Worthwhile like Apollo say.  Apollo worked, and put America into the history books for ever.  What is NASA doing today?  Paying $30 million a seat to the Russians for a ride to the ISS?  Buying Russian made rocket engines for the ULA Atlas booster?  Launching a few robot probes? 
  Are we getting our money's worth?
  The only real history making mission left is a manned Mars mission.  This is within today's technology.  I've seen plans to send the assent stage to Mars, making a soft landing under remote control. Then sending a second one just in case something breaks.  Then setting up a nuclear powered chemical plant to synthesize fuel for the return trip from Martian air, soil, and perhaps water. Then using five Space-X Falcon 9's to boost a Mars mission, crew capsule, and lander into orbit.
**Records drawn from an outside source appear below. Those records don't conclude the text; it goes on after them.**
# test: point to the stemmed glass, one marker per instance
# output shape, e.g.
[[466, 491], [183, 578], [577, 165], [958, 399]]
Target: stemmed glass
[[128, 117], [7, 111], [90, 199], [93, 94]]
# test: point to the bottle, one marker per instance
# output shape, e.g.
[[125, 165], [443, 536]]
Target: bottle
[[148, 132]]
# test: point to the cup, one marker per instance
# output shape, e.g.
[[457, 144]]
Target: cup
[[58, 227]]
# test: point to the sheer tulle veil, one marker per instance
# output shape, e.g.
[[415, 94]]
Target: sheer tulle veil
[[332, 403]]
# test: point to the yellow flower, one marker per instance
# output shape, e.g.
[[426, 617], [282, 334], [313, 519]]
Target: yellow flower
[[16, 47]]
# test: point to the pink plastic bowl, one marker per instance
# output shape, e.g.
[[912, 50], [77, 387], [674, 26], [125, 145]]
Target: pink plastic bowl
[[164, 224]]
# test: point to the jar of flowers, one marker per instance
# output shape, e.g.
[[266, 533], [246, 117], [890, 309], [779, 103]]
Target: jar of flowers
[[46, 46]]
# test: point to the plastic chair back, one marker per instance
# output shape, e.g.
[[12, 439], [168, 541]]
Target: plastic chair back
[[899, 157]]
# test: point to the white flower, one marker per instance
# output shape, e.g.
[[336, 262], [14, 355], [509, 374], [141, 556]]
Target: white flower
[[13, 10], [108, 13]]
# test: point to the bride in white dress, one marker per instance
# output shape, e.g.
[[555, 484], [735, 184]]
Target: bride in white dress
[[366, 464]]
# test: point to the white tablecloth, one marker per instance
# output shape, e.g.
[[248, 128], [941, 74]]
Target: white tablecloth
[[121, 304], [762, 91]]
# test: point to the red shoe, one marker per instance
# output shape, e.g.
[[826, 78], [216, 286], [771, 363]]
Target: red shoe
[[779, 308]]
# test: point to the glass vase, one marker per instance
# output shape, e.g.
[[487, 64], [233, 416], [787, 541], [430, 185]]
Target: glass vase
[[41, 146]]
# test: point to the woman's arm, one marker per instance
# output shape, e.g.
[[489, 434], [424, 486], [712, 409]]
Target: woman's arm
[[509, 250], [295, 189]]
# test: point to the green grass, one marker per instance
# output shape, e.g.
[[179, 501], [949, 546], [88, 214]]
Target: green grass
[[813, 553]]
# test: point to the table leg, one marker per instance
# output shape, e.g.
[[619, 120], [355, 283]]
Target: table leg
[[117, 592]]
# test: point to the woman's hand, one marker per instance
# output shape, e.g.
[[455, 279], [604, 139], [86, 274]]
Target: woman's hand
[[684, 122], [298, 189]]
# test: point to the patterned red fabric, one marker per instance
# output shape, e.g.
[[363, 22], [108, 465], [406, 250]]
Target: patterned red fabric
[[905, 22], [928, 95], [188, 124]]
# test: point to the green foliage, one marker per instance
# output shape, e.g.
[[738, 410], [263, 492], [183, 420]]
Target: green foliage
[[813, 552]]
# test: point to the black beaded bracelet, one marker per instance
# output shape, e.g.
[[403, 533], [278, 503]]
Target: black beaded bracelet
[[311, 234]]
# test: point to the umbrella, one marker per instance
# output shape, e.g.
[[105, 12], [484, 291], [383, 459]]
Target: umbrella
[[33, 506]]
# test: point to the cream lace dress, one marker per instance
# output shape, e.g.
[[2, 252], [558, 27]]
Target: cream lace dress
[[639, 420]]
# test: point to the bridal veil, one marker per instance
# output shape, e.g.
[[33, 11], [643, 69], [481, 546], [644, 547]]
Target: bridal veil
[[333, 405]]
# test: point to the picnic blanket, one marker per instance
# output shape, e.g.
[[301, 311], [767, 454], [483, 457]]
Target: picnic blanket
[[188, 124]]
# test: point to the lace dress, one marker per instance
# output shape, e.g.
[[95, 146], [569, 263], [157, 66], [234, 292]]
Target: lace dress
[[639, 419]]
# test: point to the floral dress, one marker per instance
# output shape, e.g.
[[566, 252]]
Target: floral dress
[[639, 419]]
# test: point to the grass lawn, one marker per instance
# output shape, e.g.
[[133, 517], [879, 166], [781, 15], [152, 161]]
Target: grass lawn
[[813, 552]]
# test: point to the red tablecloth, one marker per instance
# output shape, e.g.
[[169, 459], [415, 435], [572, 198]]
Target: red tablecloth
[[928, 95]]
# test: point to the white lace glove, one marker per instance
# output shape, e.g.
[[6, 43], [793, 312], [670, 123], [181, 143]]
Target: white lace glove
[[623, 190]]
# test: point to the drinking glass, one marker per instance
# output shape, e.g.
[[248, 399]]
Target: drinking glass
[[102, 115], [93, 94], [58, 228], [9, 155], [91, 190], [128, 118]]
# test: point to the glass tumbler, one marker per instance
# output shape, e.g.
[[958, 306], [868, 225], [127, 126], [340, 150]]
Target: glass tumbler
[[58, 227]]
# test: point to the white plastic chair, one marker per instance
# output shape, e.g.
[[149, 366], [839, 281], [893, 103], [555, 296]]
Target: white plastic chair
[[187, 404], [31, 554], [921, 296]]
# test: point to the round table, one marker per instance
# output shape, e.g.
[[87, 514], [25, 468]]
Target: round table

Four man crew.  Doable out of the current NASA budget.  Within a few years.
   This would be a history book mission.  Why don't we do it?
  

Saturday, April 16, 2016

Google Maps, print one, waste one

The Google software weenies keep breaking things.  This time they "fixed" the Google maps print feature so as to print a one page map, it first prints a sheet of pure worthlessness, and then prints your map on a second sheet.  PITA.
   Good work Google.  Keep this sort of thing up and you will conquer the world.

Thursday, April 14, 2016

Russians buzzing US destroyer

Back in the cold war, it was hairier.  There was the Russian sub that collided with a US destroyer.  Damage was limited, the destroyer made it back to base under its own power, but it surely must have scared the bejabbers out of the US captain and crew. 
   Then there was that Chinese fighter that collided with a US recon aircraft back in the early uh-ohs.  The Chinese pilot was buzzing the much slower recon plane, only he wasn't as hot a pilot as he thought he was.  He was killed, and the US recon plane had to make an emergency landing in Chinese territory.